The complexity extends to the larger, outcrop scale. Notice how the straight, even bedding on the left gives way to distorted layers on the right. The boundary between them is a fault. There are several more along the roadcut.

In addition to the faulting, this even-bedded, slowly accumulating sediment was periodically disrupted while it was still soft, presumbly by large undersea landslides triggered by earthquakes, just like today. Here’s a more extreme example; notice the wisp of chert entrained in the mixture on the left.

Here’s a foot-thick bed of clean white sandstone, preserving an ancient submarine landslide. By the way, it appears that nearly all of these rocks are overturned, their upper surfaces now facing to the right.

In the middle part of the roadcut, it really gets hairy. (This is the biggest image of the set.)

Other parts of the roadcut look tidy and regular, but erosion has cut into softer parts of the formation in the century since Skyline was built to attract developers.

Here’s a closeup of the groove in the middle. What caught my eye was the dark zone in it with orange veins, which shed pieces onto the roadside slope below.

The material (on the right) is a lightweight siltstone shot with films of black.

It’s likely that the black films are the remains of crude oil — not the only possible explanation, but it’s how to bet. Chert is a source rock for petroleum because the diatoms that compose the rock manufacture oil to help their opal shells float. As the diatom ooze becomes rock, the oil is released and migrates elsewhere until it’s trapped in an underground structure, eaten by microbes or oxidized in the atmosphere. Our Miocene chert is a close relative of the widespread Monterey Shale, which is responsible for California’s richest oil deposits. So the zone of orange veins might be a former escape avenue for the local oil — an injectite.

But above the roadcut, a little off the ridgetop trail, I encountered an intriguing alternative in this heavily etched material impregnated with silica.

Here’s a side view of another specimen showing the veins of hydrothermal quartz (chalcedony). The matrix between them appears to be the same stuff of the orange veins.

Now the formation of chert from plain diatom ooze, or diatomite, takes place at low temperatures and pressures. It’s very gentle. Hydrothermal silica is a sign of higher temperatures. Something more active than trickling crude produced this. Again, various explanations are possible, and these scattered blocks of rocks aren’t firmly connected to the putative injectite in the roadcut. I’ll just have to poke around here some more. The complexities multiply.

By the way, maybe some of you remember when this stretch of road was a cool, shady run through a high eucalyptus forest. That was how it was when I first explored the area. Google Earth stacks imagery of this area going back to aerial photos from 1939, and there was no eucalyptus here at all until the 1980s. Yet the trees were a hundred feet high in late 2003.

The Park District took them out around 2005, and in the fall of 2009 just a little fringe along Grizzly Peak was left.
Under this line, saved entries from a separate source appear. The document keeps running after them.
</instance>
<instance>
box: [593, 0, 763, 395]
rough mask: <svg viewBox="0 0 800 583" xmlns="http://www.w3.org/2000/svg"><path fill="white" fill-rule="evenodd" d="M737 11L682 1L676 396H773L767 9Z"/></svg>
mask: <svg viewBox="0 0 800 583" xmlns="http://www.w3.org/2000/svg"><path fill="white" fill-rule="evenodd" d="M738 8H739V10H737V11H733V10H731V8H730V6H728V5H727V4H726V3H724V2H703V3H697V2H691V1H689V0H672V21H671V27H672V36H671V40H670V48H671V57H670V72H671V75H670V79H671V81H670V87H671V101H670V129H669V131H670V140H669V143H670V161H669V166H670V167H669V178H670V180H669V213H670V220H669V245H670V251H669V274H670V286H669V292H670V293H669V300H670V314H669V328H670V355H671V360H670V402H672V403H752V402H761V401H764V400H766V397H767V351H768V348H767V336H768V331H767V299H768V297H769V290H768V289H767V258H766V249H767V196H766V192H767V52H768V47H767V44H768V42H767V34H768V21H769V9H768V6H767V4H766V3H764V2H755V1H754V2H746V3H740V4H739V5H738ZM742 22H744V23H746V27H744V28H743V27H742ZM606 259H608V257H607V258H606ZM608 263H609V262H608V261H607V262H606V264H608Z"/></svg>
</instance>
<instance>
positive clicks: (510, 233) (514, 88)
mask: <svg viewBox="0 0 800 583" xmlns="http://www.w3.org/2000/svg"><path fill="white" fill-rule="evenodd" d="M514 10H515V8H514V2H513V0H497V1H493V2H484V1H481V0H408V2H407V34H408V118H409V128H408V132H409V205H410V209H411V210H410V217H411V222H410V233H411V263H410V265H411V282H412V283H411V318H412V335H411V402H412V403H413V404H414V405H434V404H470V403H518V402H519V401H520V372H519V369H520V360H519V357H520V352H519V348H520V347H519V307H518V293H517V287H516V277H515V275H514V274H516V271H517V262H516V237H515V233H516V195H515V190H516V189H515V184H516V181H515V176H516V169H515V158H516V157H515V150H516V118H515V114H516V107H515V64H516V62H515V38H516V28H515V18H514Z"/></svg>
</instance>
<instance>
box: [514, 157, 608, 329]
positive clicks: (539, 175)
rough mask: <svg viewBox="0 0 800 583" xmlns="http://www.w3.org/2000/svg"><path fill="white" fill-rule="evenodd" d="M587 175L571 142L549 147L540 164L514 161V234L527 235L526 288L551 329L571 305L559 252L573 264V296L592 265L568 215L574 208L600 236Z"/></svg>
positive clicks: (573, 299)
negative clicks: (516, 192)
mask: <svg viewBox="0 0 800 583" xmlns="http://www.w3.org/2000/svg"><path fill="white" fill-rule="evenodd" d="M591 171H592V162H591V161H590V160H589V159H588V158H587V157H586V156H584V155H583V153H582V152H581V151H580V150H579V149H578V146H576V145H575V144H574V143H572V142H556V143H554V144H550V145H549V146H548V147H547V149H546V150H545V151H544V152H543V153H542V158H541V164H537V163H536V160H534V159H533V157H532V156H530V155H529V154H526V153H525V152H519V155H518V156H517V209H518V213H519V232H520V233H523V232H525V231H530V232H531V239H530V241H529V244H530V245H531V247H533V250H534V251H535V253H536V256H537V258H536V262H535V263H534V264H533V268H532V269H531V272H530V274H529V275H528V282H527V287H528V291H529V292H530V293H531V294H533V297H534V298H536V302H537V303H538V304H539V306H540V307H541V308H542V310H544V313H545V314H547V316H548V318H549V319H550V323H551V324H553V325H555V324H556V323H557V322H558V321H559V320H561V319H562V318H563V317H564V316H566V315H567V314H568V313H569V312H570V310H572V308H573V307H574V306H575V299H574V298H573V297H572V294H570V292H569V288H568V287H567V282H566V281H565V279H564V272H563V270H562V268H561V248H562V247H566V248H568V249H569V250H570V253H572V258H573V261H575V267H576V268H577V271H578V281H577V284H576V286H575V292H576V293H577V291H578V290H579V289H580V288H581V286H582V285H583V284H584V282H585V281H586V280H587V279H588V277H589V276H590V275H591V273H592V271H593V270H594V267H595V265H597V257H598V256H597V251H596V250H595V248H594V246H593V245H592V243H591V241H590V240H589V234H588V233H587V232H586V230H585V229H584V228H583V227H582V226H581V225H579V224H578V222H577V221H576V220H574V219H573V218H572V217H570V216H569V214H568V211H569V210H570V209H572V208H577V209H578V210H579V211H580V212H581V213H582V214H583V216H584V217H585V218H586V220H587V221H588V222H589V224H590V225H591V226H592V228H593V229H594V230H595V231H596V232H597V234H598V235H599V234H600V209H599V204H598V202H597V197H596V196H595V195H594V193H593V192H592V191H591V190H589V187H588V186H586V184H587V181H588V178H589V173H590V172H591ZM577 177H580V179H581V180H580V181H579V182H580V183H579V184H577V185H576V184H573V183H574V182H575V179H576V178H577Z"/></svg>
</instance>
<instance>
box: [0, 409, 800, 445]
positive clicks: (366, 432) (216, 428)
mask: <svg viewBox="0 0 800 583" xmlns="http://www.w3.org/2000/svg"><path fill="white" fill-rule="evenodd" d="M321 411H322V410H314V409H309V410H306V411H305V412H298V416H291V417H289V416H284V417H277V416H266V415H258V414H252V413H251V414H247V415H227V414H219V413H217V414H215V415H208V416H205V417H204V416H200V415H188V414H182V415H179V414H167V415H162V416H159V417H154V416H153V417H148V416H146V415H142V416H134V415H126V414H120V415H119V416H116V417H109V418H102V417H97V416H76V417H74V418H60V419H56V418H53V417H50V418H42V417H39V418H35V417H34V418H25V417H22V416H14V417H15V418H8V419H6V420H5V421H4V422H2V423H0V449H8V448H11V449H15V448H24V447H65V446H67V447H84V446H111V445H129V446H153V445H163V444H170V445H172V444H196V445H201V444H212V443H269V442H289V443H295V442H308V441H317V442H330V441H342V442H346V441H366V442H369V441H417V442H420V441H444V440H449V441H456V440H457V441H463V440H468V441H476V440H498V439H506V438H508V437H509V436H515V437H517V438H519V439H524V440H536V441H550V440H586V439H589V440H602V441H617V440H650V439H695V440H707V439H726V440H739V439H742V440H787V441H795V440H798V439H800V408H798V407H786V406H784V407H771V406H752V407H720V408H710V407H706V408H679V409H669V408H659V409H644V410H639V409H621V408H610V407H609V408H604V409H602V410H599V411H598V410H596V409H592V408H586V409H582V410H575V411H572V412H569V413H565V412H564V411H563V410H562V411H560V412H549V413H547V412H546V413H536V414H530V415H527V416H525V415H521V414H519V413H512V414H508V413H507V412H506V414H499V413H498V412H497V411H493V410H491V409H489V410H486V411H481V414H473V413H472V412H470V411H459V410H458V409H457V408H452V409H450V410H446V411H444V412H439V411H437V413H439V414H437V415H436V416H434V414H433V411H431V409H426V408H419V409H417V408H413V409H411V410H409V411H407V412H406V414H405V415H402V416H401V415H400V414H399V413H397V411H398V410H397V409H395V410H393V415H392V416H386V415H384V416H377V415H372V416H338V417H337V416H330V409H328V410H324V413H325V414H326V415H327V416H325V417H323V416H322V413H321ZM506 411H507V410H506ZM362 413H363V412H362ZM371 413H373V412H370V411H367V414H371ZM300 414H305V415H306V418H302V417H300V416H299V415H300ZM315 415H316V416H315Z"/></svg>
Twelve years later, chaparral and oak-bay-madrone woods had made quite some headway.

But if you ask me, the site would be an excellent one to try restoring the traditional fire-groomed grassland that once covered all the hills north of the redwood groves. The Park District owns it, and California still has experts in the old ways.
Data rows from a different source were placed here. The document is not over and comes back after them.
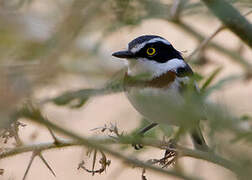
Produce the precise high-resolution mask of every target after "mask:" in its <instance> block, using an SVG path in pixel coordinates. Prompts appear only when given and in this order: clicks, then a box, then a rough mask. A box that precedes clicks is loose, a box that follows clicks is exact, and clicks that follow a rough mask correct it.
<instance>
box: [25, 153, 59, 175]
mask: <svg viewBox="0 0 252 180" xmlns="http://www.w3.org/2000/svg"><path fill="white" fill-rule="evenodd" d="M36 156H38V157H39V158H40V159H41V160H42V162H43V163H44V164H45V165H46V167H47V168H48V169H49V171H50V172H51V173H52V174H53V175H54V176H55V177H56V174H55V173H54V171H53V169H52V168H51V167H50V165H49V164H48V162H47V161H46V160H45V158H44V157H43V156H42V154H41V150H34V151H33V152H32V156H31V159H30V161H29V164H28V166H27V168H26V170H25V174H24V176H23V180H25V179H26V177H27V174H28V172H29V170H30V168H31V165H32V163H33V161H34V159H35V157H36Z"/></svg>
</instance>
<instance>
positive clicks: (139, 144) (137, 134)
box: [132, 133, 144, 150]
mask: <svg viewBox="0 0 252 180" xmlns="http://www.w3.org/2000/svg"><path fill="white" fill-rule="evenodd" d="M141 138H143V134H140V133H139V134H137V135H135V136H134V139H136V140H140V139H141ZM132 147H134V149H135V150H140V149H142V148H143V147H144V146H143V145H142V144H140V143H132Z"/></svg>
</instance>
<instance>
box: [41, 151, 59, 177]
mask: <svg viewBox="0 0 252 180" xmlns="http://www.w3.org/2000/svg"><path fill="white" fill-rule="evenodd" d="M38 156H39V157H40V159H41V160H42V161H43V163H44V164H45V165H46V167H47V168H48V169H49V170H50V172H51V173H52V174H53V175H54V177H56V174H55V173H54V171H53V169H52V168H51V166H50V165H49V164H48V162H47V161H46V160H45V158H44V157H43V156H42V154H41V153H39V155H38Z"/></svg>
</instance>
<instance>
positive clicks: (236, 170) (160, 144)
mask: <svg viewBox="0 0 252 180" xmlns="http://www.w3.org/2000/svg"><path fill="white" fill-rule="evenodd" d="M53 126H54V124H53ZM55 126H56V125H55ZM57 128H59V129H60V131H61V130H62V131H61V132H65V131H66V132H67V133H66V134H67V135H68V133H71V132H69V131H67V130H64V129H62V128H61V127H58V126H57ZM64 134H65V133H64ZM71 134H72V133H71ZM75 136H76V135H75V134H74V136H73V138H75ZM70 137H72V136H70ZM78 137H79V136H78ZM79 138H81V139H82V140H83V139H84V138H83V137H79ZM84 140H85V141H87V142H92V144H94V145H95V147H96V148H97V146H100V145H101V144H129V145H131V144H132V143H133V142H135V139H132V138H128V137H122V138H118V141H115V140H114V139H111V138H104V139H101V138H90V139H84ZM138 143H141V144H143V145H144V146H151V147H156V148H160V149H166V148H167V146H168V144H167V143H165V142H164V141H159V140H157V139H153V138H143V139H141V140H139V141H138ZM79 145H85V146H87V145H86V144H85V143H84V142H83V141H74V140H59V142H58V144H57V145H55V144H54V143H53V142H52V143H41V144H33V145H26V146H22V147H17V148H14V149H11V150H8V151H5V152H2V153H0V159H3V158H7V157H10V156H13V155H16V154H20V153H25V152H30V151H34V150H37V151H44V150H49V149H54V148H63V147H68V146H79ZM103 148H104V146H102V150H103V151H104V149H103ZM177 150H178V151H179V154H180V156H188V157H193V158H196V159H202V160H206V161H208V162H211V163H214V164H217V165H220V166H222V167H224V168H227V169H229V170H231V171H232V172H234V173H236V172H237V171H240V170H241V168H240V167H239V166H238V165H236V164H235V163H233V162H231V161H228V160H226V159H224V158H222V157H220V156H218V155H216V154H214V153H212V152H202V151H198V150H192V149H188V148H185V147H182V146H179V145H178V146H177ZM105 151H106V150H105ZM110 151H112V150H110V149H109V153H110ZM113 153H114V152H112V155H113ZM116 153H117V152H116ZM116 156H117V154H116ZM120 157H121V156H120ZM123 159H124V158H123ZM129 161H131V160H129Z"/></svg>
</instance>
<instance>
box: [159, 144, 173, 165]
mask: <svg viewBox="0 0 252 180" xmlns="http://www.w3.org/2000/svg"><path fill="white" fill-rule="evenodd" d="M176 144H177V142H176V140H175V139H171V140H169V142H168V146H167V149H166V150H165V153H164V157H163V158H162V159H160V160H159V164H160V165H161V166H162V168H166V167H168V166H169V165H171V164H173V163H175V161H176V159H177V151H176Z"/></svg>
2 Responses to “The Skyline chert exposure”

  1. James Rytuba Says:

    great to read your observations on the cherts that I drive by often since live just 100s ft below–have puzzled as to when the deformation occurred
    -hydrothermal veins certainly worth looking at more carefully to see the extent
    Thanks for the post

  2. Dave Says:

    Great post! I live a few miles south of this on skyline and know the road there well.